At least with the GMG, I've not cared for chicken skin that much. Yes the meat comes out moist and mildly smokey but it always seems a bit rubbery, even cooking at 350.
So I think I've found the solution for the leathery/rubbery skin. It's a combination of a few things I've heard/done over the years.
To get the skin to crisp up/be edible, you need to dehydrate it and render it (duh!) but doing that correctly is the trick. Now when I was oven cooking pork belly (skin on) in the UK, everyone always said to rub the skin with salt so it will crisp up properly (OMG pork belly cracklin' is the best) so that's what I always did and ended up with nice crispy skin.
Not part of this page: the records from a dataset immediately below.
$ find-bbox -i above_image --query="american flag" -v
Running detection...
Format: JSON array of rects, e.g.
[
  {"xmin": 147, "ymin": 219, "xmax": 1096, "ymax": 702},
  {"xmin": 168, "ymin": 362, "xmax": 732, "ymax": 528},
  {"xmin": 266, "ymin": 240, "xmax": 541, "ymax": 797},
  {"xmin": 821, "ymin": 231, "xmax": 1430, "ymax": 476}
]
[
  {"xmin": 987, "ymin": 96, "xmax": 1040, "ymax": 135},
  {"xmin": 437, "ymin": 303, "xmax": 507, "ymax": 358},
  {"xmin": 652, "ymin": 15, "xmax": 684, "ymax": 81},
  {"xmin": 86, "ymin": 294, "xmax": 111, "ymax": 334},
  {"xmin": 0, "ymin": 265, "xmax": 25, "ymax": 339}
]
Oil is the second trick to get things to render quickly.
So, on to the tricks.
1. Pre-season your yardbird about 30 minutes before you cook it. If your rub has salt, you're good. If it doesn't, you may want to consider salting, then applying the rub. If you can't tolerate salt ¯\_(ツ)_/¯
2. Oil yer bird. I saw a recipe that recommended buttering the chicken, then applying rub. What a giant pain in the butt that was, messy and not very effective. I put the rub on, they spray it down with olive oil and LET IT SIT. This is part of the 30 min rest thing. The spices will absorb the oil and then they won't burn, and the oil will naturally spread itself out into a nice even coating. The big thing here is that the oil helps with heat transfer to the skin to render it. It also helps prevent the skin from drying out. Don't leave this step out.
3. Bird goes on the pellet smoker
skin side down first. Cook for 30 mins before flipping. This starts rendering the skin, since heat mainly comes from the bottom up on a pellet smoker, hence putting it skin side down. I cook at 275°. You can go higher, but I probably wouldn't exceed 300°, but feel free to experiment. Once you flip, you've probably got 15 mins until it's done.
I've been doing chicken this way for a while and have had good success. Haven't tested it with a whole bird, obviously hard to put that skin side down unless spatchcocked.